# *Please Help! Picture from Projector is Crazy.



## Guest (Nov 14, 2008)

I have a Toshiba TDP 45T Projector. 
I have a Onkyo S5100 Home Theater in a Box.

Problem: I can't get the projector to run through the DirecTV box and produce a clear picture?

Attempted Solutions: 
-I have a RGB/R15 cable that goes into my projector (15 pin) that looks like a VGA on one end and the other end is R/Yb/YG (Component). 
-At my previous home I had it hooked up to a Xbox, Time Warner Cable Box and DVD player and had no problems.
-I use the same cables and now (since I moved) the DVD works find and picture looks great. 
-When I connect the cord to the DirecTV box the picture has a little saturation of green and there is a line that continuously goes up and down through the screen. Sometimes that picture will stay on, blink a few times and then the screen goes back to blue and it said the signal is unreadable.
-I HAVE direct connected to the DirecTV and it worked but now it does not.
-I know the cable is fine b/c it works with the DVD player just fine.
-I have opened up the settings on DirecTV to allow it to read/change to 480p, 720p, etc as they come into the receiver so it's not forcing it to accept one particular format.

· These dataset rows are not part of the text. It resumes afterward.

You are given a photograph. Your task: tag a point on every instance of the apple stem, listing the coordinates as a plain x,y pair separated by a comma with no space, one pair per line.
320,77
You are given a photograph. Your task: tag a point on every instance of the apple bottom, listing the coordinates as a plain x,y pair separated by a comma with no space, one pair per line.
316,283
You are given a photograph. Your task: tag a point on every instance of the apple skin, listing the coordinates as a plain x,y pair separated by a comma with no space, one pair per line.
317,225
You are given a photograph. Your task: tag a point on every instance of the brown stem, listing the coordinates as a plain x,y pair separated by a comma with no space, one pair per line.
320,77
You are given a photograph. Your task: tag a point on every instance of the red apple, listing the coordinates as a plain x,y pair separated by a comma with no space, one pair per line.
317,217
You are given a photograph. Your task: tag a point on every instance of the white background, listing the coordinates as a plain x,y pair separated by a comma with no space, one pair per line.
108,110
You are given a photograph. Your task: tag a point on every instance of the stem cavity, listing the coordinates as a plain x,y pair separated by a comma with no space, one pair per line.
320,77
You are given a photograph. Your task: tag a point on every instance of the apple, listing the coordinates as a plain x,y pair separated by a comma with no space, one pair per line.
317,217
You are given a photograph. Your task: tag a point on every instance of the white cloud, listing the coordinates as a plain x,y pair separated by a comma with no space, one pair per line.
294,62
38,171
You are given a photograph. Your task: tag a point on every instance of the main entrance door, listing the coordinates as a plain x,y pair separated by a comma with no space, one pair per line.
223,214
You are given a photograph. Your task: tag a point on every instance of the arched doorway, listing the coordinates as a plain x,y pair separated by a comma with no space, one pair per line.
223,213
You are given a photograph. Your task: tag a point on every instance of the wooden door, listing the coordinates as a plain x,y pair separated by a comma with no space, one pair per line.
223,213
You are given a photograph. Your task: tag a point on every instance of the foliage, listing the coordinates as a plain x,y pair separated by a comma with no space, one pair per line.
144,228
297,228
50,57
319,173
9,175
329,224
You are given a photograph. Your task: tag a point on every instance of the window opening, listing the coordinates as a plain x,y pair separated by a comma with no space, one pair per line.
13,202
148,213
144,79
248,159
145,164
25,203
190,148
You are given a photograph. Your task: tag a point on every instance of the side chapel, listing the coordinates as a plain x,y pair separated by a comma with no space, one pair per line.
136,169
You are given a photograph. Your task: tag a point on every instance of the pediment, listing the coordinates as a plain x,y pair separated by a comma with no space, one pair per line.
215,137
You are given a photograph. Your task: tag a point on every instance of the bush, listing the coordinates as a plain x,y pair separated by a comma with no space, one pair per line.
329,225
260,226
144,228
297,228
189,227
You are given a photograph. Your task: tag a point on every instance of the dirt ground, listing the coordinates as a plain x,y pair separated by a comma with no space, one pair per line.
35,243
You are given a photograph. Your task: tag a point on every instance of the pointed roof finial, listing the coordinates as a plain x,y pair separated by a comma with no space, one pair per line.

Any suggestions or tips would be greatly appreciated! I'm lost...:scratchhead::scratchhead:


----------



## salvasol (Oct 31, 2006)

First of all ... Welcome to the forum :wave:



HazePoker said:


> Problem: I can't get the projector to run through the DirecTV box and produce a clear picture?


It could be your DirecTV receiver ...



> -When I connect the cord to the DirecTV box the picture has a little saturation of green and there is a line that continuously goes up and down through the screen. Sometimes that picture will stay on, blink a few times and then *the screen goes back to blue and it said the signal is unreadable*.


To me that's a bad signal (sometimes it happens with my OTA channels).



> -I HAVE direct connected to the DirecTV and it worked but now it does not.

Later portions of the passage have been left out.